When I finished he said, "You like graveyard stories? How about this? I caught Swede Boxleiter going out of the Terrebonne cemetery last night. He'd used a trowel to take the bricks out of the crypt and pry open the casket. He took the rings from the corpse's fingers, and a pair of riding spurs and a silver picture frame that Archer Terrebonne says held a photo of some little girls a slave poisoned.

"I cuffed Boxleiter to a car bumper and went up to the house and told Terrebonne a ghoul had been in his family crypt. That guy must have Freon in his veins. He didn't say a word. He went down there with a light and lifted the bricks back out and dragged the casket out on the ground and straightened the bones and rags inside and put the stolen stuff back on the corpse, didn't blink an eye. He didn't even look at Boxleiter, like Boxleiter was an insect sitting under a glass jar."

"What'd you do with Boxleiter?"

"Fired him this morning."

"You fired him?"

"Billy Holtzner tends to delegate authority in some situations. He promised me a two-hundred-buck bonus, then hid in his trailer while I walked Boxleiter off the set. Have you told this Broussard guy his wife was murdered?"

"He's not home."

"Dave, I'll say it again. Don't let him come around the set to square a beef, okay?"

"He's not a bad guy, Clete."

"Yeah, they've got a lot of that kind on Camp J."

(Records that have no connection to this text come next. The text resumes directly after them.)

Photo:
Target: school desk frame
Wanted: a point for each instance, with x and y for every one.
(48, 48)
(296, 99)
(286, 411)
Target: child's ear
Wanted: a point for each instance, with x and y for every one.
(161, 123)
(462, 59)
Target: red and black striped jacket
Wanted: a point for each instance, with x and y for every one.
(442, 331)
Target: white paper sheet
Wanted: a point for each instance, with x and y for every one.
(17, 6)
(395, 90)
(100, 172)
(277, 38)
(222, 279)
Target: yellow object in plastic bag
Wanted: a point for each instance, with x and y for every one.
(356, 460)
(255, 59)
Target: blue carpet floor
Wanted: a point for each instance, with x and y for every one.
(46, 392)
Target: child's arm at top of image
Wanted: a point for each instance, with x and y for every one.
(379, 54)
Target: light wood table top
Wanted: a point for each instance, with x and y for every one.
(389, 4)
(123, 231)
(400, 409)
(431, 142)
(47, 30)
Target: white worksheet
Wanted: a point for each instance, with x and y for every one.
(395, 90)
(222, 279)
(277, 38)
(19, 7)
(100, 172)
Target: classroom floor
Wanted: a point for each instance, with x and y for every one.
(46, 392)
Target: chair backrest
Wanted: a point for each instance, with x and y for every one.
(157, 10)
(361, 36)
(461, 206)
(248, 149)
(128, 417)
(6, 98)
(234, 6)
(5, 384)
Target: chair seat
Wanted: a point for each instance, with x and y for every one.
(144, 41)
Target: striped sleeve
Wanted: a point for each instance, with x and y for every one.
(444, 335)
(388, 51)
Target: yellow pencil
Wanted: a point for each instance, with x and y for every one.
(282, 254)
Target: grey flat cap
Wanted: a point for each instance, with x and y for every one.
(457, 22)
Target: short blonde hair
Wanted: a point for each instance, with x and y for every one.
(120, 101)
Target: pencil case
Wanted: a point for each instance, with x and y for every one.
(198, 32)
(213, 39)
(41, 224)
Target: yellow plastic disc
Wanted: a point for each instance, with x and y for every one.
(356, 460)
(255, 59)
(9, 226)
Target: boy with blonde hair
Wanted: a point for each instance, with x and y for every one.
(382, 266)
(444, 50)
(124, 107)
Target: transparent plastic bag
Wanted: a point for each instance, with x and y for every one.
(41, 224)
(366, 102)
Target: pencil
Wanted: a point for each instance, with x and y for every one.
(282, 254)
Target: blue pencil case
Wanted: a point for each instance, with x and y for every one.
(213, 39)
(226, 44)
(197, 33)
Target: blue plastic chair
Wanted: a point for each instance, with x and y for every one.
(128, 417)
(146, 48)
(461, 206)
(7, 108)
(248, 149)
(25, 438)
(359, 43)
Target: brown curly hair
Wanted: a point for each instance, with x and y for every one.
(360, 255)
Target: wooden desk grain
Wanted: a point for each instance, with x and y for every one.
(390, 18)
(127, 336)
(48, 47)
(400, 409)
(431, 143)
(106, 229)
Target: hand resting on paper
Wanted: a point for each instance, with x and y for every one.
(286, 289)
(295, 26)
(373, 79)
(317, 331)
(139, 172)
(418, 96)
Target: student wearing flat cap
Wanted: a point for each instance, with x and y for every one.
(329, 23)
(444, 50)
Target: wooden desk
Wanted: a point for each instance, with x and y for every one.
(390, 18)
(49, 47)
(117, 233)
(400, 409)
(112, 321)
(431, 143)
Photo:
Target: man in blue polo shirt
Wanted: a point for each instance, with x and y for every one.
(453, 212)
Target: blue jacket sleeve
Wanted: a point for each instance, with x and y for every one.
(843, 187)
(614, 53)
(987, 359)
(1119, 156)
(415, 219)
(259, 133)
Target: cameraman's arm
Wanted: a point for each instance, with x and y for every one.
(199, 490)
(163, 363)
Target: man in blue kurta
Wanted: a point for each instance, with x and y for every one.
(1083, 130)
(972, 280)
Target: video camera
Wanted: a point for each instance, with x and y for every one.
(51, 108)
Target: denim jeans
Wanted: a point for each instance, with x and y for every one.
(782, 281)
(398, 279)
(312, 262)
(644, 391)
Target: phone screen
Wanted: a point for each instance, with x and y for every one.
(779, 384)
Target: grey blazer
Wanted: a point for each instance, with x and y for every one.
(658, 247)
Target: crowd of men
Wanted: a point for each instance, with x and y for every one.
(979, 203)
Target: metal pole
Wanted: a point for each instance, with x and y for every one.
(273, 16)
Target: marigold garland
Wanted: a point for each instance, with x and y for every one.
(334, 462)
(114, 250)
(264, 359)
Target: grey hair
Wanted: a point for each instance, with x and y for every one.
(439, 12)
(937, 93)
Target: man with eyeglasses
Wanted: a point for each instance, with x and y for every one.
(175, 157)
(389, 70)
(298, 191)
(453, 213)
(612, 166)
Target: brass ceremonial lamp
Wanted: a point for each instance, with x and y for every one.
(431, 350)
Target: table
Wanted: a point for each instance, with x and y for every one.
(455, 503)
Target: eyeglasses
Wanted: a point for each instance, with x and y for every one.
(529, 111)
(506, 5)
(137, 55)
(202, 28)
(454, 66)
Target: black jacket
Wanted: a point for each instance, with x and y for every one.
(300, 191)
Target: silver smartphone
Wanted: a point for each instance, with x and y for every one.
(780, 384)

EARLY THE NEXT MORNING I sat with Cool Breeze on the gallery of his father's house and told him, in detail, of the pathologist's findings. He had been pushing the swing at an angle with one foot, then he stopped and scratched his hand and looked out at the street.

"The blow on the back of her head and the marks on her shoulders, could you have done that?" I said.

"I pushed her down on the steps. But her head didn't hit nothing but the screen."

"Was the baby yours?"

"Two months? No, we wasn't… It couldn't be my baby."

"You know where she went after she left your house, don't you?" I said.